The death of Peter Burns has saddened the harness racing industry New Zealand-wide. 

Many say his knowledge of the sport, attention to detail and being a straight-shooter made him a respected administrator. He died at Calvary Hospital in Invercargill last Tuesday. 

Burns, who was secretary for most of Southland's harness racing clubs, held administrative roles from 1970 to 2005. He began reducing his workload in 2002.

His vast knowledge of the sport was sought by Harness Racing New Zealand with him being on its board from 1991 to 2005. In 1997, he became treasurer.

Receiving an Outstanding Contribution honour at the HRNZ annual awards in 2006 was a proud moment for him, as was being named Personality of the Year at the 1988 Southland Harness Awards. 

Burns and HRNZ's racing and marketing manager Darrin Williams were the organisation's representatives at the World Trotting Conference in Sydney in 2000.

"Peter was a gentleman with considerable knowledge and experience," Williams says.

Some of the many changes Burns saw over the decades were the introduction all-weather grit tracks, running rails being replaced by safety pylons and different types of betting as technology advanced.

Southern Harness Racing general manager Jason Broad says his knowledge of the industry  grew rapidly during the 12 years he worked for Burns.
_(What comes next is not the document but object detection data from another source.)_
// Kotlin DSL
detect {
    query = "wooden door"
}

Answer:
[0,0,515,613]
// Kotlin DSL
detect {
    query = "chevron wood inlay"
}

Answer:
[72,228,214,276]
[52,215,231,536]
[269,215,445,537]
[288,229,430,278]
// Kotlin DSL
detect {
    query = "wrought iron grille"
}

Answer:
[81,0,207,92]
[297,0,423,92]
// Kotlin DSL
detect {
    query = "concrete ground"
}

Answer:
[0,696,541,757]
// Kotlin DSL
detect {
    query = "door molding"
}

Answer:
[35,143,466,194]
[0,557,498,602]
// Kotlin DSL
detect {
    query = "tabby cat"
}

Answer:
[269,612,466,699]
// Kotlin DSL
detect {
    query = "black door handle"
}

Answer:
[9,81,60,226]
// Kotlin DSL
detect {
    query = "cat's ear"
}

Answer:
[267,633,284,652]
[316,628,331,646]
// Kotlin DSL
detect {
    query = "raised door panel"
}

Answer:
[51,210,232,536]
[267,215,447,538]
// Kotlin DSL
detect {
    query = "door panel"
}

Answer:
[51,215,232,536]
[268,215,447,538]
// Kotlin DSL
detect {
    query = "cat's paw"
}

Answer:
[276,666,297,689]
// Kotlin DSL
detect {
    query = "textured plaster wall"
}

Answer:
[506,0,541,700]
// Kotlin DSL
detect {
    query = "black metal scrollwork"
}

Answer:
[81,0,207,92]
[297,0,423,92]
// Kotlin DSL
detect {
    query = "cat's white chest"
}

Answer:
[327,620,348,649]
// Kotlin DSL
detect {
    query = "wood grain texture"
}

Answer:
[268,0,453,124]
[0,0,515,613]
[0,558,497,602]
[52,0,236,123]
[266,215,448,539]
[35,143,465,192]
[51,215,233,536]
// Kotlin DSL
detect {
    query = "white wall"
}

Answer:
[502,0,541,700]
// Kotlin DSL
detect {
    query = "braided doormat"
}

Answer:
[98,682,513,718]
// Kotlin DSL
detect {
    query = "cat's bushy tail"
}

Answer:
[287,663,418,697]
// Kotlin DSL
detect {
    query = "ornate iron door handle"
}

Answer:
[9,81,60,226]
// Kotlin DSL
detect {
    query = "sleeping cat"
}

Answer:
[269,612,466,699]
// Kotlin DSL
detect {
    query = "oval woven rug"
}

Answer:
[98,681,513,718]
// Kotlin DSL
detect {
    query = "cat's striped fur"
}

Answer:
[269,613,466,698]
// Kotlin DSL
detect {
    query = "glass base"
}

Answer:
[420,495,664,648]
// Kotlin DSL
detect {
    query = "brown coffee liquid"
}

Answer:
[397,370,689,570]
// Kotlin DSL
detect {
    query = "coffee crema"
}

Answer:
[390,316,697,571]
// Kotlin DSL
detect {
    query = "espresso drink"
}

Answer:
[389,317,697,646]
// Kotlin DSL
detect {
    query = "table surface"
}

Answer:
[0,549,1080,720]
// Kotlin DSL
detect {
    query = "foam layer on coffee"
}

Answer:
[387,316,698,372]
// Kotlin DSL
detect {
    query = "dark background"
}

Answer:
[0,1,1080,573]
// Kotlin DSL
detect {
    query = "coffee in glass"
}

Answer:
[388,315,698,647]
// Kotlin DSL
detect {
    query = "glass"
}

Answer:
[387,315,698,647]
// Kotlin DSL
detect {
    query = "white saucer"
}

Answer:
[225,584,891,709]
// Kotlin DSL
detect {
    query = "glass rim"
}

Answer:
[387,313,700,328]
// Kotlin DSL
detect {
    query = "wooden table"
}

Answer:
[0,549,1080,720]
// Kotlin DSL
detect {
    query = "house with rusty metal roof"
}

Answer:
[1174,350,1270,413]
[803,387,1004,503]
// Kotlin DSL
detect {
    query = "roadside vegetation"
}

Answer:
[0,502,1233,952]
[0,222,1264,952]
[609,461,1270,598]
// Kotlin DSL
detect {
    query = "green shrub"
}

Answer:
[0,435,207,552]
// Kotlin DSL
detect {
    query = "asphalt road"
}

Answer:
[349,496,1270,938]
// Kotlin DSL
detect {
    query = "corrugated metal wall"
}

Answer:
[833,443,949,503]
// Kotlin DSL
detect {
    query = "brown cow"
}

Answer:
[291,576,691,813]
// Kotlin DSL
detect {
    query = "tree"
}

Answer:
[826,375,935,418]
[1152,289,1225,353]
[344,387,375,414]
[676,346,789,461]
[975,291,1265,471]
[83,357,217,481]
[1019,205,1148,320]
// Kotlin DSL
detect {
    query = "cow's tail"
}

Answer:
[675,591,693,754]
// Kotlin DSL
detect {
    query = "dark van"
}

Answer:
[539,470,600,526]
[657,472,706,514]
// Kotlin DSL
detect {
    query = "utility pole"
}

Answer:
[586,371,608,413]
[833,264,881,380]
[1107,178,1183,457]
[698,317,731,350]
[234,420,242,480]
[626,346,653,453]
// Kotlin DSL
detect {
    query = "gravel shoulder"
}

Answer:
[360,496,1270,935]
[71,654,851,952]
"He taught me everything I know about the game."

When Burns retired in 2005 clubs transferred their secretarial work to Russell Freeman who was already the Wyndham club's secretary. On Freeman's retirement in 2016 Jason Broad was appointed his successor in the role of Southern Harness Racing general manager. 

One of Broad's memories of Burns is the long days they put in when the Invercargill Harness Racing Club held its two-day Cup meeting on Wednesdays (twilight) and Saturdays in the late 1980s and early 1990s. They were at work getting calls from the TAB at 7.30am on the Wednesday and after the last race - held about 8pm - headed back to their office in Spey St to finalise fields for Saturday's race day.

"We were still there at midnight," Broad says.

Life became a lot easier for both men with the arrival of computers in the mid to late 1990s. 

Advice and help from Burns was much appreciated by Freeman.

"I certainly learned a lot from Peter ... I always respected his ability and he was a straight-shooter." 

Other tributes to Burns include:

NZ Harness Trainers & Drivers Association chairman Gordon Lee: "Peter was an influential figure in Southland harness racing and pioneered the strong position Southland harness finds itself in today."

Senior steward Steve Mulcay: "I had a lot of respect for Peter. He was an astute administrator and had the industry's interests at heart ... a real gentleman."